Her slides contained a zinger that summed up the perspective she brought to bear: “AI is a force multiplier, which becomes a force reducer in the hands of delusional management.”
Reality vs. Hype
Sarkar took aim at one of the oft-cited AI trends that clearly delivers value – but perhaps not at the level the hype may suggest. That is, vibe coding. The slide below depicts online commentary from a developer absorbing the reality that a SaaS package they set out to replace is actually complex and thoughtful while their approach fails to capture actual business insight in support of their work.
“They’re realizing it’s not as easy as it looks on Twitter” to vibe-code and replace business software, she said.

Sarkar also called out tech and business execs who take highly charged positions touting the ability to eliminate jobs and solve underlying business problems in wildly optimistic or aggressive timeframes. For instance, she noted that Anthropic CEO Dario Amodei stated publicly in early 2025 that 50% of office jobs will disappear in the next year; in reality, “I think we have 50% more jobs this year because everyone’s trying to do AI.” Then three months ago, Amodei said at a conference that software engineering won’t exist in a year – even though Anthropic was actively recruiting software engineers at the same conference. “He definitely needs someone to vet his spiels,” Sarkar said.
One more example of executives buying into – and even promulgating — AI hype: airlines embracing chatbots that are the brand’s customer-facing engagement tool, an approach that strains under the weight of widespread flight disruptions. While airlines are quick to encourage customers to message their chatbot, “I want to talk. The hold time is six hours? I don’t care. I’ll talk to a person,” Sarkar said.
The result of such inflated expectations that don’t reflect business reality or what’s best for the customer? A reckoning when executives come to realize they still need people to do customer-facing work.

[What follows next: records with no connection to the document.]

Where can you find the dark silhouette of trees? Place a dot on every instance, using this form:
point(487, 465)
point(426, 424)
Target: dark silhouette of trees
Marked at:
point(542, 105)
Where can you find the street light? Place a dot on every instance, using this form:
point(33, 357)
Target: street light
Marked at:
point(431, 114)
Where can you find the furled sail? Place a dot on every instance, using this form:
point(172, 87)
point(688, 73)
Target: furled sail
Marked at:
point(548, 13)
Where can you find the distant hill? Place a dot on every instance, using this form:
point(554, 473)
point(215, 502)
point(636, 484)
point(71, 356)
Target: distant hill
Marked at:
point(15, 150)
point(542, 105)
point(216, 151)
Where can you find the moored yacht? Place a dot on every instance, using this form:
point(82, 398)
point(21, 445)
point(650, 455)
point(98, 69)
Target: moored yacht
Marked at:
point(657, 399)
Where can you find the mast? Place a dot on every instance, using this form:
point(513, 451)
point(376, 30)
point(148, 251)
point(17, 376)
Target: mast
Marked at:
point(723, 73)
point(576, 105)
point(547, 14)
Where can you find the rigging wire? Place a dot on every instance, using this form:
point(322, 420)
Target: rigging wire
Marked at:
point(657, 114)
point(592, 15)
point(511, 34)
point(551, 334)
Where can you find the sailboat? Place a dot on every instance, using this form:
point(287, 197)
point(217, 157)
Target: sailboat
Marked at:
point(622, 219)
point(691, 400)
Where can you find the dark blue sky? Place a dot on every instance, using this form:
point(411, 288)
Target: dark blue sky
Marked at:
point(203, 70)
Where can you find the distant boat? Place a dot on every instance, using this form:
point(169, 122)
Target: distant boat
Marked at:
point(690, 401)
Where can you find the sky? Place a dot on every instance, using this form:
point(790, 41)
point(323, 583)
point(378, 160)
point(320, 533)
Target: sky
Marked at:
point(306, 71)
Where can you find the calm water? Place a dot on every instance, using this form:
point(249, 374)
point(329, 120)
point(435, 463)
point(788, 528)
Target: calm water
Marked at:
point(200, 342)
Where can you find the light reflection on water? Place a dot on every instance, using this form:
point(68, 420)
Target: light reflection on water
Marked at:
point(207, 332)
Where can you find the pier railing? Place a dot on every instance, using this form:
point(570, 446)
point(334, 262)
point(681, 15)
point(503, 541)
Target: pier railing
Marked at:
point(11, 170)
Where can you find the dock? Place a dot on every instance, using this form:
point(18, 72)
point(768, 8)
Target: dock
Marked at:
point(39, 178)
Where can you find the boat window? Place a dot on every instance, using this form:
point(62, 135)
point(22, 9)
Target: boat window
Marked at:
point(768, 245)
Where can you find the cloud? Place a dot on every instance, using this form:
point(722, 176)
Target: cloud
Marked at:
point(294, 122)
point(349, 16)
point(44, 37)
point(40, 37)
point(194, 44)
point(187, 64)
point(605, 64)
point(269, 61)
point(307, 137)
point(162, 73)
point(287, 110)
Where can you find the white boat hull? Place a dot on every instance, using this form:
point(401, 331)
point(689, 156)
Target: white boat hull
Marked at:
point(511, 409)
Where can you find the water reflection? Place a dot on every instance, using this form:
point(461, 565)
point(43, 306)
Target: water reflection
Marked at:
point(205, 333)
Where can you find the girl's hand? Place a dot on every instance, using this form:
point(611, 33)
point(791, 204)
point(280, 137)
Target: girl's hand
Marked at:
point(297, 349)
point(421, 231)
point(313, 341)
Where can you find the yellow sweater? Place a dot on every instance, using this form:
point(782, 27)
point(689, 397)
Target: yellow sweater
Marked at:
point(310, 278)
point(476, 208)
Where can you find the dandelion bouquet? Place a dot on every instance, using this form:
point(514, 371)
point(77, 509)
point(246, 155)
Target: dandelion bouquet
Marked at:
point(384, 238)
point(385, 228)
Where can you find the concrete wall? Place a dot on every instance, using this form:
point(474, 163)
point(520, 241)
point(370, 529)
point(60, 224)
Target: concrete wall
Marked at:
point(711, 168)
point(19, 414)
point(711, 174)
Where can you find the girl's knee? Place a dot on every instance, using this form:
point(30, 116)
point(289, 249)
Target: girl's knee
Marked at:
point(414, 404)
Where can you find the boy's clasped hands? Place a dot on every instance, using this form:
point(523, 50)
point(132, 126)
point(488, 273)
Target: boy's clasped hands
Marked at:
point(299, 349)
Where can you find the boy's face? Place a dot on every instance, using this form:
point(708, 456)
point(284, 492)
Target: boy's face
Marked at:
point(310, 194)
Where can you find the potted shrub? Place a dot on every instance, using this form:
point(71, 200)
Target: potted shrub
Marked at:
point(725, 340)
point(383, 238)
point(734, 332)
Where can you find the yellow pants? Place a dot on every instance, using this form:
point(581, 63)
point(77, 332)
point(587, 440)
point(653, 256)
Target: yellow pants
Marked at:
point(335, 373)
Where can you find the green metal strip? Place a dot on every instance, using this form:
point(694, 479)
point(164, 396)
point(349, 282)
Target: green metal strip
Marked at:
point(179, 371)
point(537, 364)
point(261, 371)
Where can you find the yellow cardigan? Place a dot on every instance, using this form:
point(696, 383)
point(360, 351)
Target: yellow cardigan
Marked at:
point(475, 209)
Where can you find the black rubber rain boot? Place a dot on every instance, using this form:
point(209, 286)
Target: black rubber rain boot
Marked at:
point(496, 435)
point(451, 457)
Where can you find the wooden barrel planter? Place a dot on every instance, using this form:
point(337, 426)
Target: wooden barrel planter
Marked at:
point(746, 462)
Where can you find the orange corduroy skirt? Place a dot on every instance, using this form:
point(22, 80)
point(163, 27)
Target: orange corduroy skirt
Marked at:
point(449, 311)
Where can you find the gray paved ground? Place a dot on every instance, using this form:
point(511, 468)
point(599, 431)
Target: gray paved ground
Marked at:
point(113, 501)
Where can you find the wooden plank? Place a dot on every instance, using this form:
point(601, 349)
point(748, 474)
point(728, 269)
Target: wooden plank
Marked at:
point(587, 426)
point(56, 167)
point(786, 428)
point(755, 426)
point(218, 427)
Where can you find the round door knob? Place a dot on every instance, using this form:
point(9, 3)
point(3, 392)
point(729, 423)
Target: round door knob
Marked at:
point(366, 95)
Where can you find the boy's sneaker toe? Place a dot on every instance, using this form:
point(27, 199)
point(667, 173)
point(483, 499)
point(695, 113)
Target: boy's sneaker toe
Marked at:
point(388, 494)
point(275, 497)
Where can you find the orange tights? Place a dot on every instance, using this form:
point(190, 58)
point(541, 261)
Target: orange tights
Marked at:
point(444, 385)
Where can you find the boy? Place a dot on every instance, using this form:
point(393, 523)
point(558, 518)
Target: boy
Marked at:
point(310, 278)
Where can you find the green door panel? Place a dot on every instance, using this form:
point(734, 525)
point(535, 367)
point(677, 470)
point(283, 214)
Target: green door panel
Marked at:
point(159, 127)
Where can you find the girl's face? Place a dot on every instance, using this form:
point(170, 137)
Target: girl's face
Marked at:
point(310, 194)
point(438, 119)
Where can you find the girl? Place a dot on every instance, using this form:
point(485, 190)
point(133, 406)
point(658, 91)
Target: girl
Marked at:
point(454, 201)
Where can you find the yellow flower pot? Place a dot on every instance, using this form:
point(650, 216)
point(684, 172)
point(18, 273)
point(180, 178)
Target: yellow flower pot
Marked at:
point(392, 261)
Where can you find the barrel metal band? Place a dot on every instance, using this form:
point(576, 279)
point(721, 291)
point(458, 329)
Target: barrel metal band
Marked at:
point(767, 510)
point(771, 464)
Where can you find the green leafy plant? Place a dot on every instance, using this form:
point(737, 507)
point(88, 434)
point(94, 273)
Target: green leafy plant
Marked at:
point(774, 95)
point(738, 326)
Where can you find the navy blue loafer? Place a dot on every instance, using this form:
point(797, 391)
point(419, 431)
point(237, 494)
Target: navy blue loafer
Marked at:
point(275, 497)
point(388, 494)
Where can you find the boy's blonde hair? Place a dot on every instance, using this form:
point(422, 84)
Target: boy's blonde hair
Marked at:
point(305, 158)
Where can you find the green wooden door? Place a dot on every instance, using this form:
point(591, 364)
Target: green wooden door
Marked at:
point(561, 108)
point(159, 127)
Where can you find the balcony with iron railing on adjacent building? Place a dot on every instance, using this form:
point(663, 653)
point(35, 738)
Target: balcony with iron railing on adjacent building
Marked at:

In fact, Sarkar asserted that “there’s no mainstream use case of AI in the world today” — but noted that’s not a bad thing because companies are gathering tools and knowledge while they await lower-priced tokens and more predictable AI responses. In fact, she told conference attendees their participation in the event indicated they are actively working to increase their expertise while they await additional technical and cost advances.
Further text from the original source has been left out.